Ryan McElhinney ‘19 and Lindsay Reeth ‘19 were juniors at Elon University and knew of students with Etsy shops and a passion for art outside of classes. They became interested in the entrepreneurship side of art and wanted to give students the chance to “express their creative passion,” according to McElhinney. 

From there, they created the Student-Made Store. Being able to mix business with art while also showcasing students’ hidden talents is what they said gave them the idea for the store.

“We kind of coined the phrase ‘artrepreneur.’ So we kind of combined those things: the artist and the entrepreneurial spirit,” Reeth said.

The pair started the store in 2017, and it now features a variety of art made by Elon students, including jewelry, pottery, wall art and clothing. The idea to help showcase students’ passions has now grown into an online shop and a booth at both the Elon Farmer’s Market and S’mores with Outdoors.

Even during a global pandemic, the Student-Made Store continues to expand. The store has grown its online presence by developing audiences on social media and building up their website. Artists for the store sell their art at on-campus events and now also come from schools beyond Elon. McElhinney said the website “actually started doing better” when students were sent home from Elon back in March. 

“We kind of transformed the mission a little bit to keeping students connected when they’re not at campus and when they’re not on campus together,” McElhinney said. 

Even though they have graduated, McElhinney and Reeth make sure to stay involved in their business. McElhinney handles direct communication with the artists, such as pricing products and business strategies. Reeth handles the management side, which includes orders and on-campus events. 

Once the store became more recognizable in the Elon community, artists began to approach McElhinney and Reeth to ask to join. The store, which is still run by McElhinney and Reeth, has become so successful at Elon that they are even expanding to other schools. They recently started selling art from students at the University of South Carolina and made one big Student-Made Carolina Store. 

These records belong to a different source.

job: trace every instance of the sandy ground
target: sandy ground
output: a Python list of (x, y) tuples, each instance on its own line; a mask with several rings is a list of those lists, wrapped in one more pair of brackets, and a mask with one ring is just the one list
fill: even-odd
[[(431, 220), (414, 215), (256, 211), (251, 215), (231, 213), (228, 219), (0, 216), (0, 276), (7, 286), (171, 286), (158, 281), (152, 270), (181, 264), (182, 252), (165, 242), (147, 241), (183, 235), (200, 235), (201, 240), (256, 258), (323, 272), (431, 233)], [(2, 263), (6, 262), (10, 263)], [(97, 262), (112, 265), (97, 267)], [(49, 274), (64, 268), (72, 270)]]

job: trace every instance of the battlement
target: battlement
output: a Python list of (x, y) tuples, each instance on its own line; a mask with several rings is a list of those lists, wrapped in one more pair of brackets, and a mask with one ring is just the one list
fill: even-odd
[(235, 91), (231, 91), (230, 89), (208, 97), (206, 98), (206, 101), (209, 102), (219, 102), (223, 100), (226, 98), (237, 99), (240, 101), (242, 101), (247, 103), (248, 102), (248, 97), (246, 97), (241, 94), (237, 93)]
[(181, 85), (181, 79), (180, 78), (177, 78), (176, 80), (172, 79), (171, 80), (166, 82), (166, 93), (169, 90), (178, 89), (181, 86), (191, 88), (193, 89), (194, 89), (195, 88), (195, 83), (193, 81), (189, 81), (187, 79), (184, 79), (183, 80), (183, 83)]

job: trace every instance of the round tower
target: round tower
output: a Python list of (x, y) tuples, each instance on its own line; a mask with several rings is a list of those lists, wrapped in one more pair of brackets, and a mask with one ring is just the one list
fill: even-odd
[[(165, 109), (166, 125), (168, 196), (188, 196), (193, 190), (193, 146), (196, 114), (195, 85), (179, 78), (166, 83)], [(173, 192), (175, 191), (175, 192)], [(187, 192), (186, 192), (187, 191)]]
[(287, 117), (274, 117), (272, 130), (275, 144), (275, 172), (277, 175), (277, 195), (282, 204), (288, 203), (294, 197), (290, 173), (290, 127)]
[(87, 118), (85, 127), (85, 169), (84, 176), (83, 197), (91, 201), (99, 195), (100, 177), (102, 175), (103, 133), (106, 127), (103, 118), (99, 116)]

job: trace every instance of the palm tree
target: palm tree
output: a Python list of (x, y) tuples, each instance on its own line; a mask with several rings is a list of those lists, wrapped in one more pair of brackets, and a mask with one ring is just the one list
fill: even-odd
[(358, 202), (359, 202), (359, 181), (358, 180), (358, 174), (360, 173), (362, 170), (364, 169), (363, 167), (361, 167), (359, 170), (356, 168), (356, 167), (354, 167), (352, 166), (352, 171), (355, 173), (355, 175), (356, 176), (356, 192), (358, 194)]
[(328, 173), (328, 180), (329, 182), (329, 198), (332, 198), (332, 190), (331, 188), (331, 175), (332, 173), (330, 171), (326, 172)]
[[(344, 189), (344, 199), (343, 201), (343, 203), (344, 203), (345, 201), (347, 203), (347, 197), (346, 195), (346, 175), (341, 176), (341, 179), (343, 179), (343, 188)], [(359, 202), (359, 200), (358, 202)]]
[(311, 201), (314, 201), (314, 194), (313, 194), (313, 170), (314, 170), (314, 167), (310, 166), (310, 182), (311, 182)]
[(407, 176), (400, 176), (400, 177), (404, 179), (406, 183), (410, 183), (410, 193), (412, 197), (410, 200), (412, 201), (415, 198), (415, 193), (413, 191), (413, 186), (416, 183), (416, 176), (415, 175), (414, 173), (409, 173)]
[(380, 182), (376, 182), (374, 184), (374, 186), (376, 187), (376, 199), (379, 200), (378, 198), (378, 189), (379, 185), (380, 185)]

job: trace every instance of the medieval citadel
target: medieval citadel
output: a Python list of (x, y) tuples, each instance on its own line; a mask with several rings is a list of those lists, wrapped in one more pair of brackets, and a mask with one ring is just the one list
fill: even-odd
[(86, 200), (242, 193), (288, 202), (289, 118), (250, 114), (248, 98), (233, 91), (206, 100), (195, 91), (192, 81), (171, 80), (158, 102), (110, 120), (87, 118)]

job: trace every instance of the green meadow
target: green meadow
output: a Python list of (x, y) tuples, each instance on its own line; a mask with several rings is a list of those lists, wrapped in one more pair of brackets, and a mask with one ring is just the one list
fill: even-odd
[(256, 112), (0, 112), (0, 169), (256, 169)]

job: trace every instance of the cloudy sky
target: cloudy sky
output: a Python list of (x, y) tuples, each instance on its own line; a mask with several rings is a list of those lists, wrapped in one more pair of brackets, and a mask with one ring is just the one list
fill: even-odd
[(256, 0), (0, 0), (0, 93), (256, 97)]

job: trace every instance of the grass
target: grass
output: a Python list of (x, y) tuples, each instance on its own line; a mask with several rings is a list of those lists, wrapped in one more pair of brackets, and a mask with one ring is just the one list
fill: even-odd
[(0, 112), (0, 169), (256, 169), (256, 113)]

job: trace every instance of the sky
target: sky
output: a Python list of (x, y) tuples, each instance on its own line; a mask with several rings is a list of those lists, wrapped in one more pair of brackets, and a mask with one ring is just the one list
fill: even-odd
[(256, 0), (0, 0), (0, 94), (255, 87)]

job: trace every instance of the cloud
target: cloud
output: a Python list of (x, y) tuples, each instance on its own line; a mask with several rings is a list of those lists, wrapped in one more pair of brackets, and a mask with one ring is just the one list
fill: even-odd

Frances O'Connor | Elon News Network
John Campbell of Dinner Bell Farm shows off his selection of tomatoes to a customer during the farmer’s market on Thursday, Sept. 10. The farmer’s market now hosts a booth featuring items from the Student-Made Store.

The original plan was to keep the Student-Made Store a local business in the Carolinas. However, when someone approached McElhinney and Reeth from the University of Washington about starting a store there, they decided to change their plan a little and go cross-country to a “whole different style of art,” according to McElhinney.

Even with the expansion to other schools, McElhinney and Reeth want to make sure that the Elon store continues to grow. The alumni want Elon students to “be more involved in the store and its mission than ever before,” according to McElhinney. 

One of the best parts of the store for McElhinney and Reeth is learning about the student artists’ stories. 

Mary Kate Douglas, a sophomore cinema and television arts major who sells her art through the Student-Made Store, said she lacked a platform to sell her hand-painted jean jackets in high school. One of her favorite parts about the store is being able to see everyone’s work. 

“I love seeing all of the other work that the Elon kids create because there’s some people that just do the wildest things,” Douglas said.

Video by Kyra O'Connor

From a young age, Douglas was very involved with art because her mother was an art teacher. Douglas remembers art coming naturally to her. In high school, a friend asked her about painting a version of a jean jacket she found on Pinterest, which sparked her interest in her craft.

In February of her first year at Elon, Douglas went on a brief coffee date with a future sorority sister who happened to work for the Student-Made Store. By the time Douglas left, she was a Student-Made Store artist.

“I showed her the one single jacket that I’d done, she messaged her boss, and I got hired within our 30-minute coffee date,” said Douglas.

Even though they love being online, Reeth also thinks that being in-person is vital to the experience. According to Reeth, the ability to actually be there creates an added benefit when interacting with customers, allowing a face-to-face meeting that isn’t possible online.

When the artists sell their pieces at events, they can create connections with their customers that aren’t possible online. Some of their in-person events include selling at the Elon Farmers’ Market every other Thursday and S’mores with Outdoors every Wednesday night.

In sophomore Faith Panciello’s case, in-person selling connected her with one of her customers. According to Reeth, while Panciello was selling her pieces at the Farmers’ Market, she ended up selling two pieces to an Elon staff member who works in her hall. 

McElhinney and Reeth wanted to create a club open to everyone, a club that would bring people together and allow them to learn from each other. Not only did McElhinney and Reeth want to help artists with their businesses, but also with their confidence. They wanted to show the artists that they can take a passion and turn it into a “viable business,” McElhinney said.

“We love the idea of people supporting other people,” Reeth said. “Supporting other things that people do that are the most authentic them.”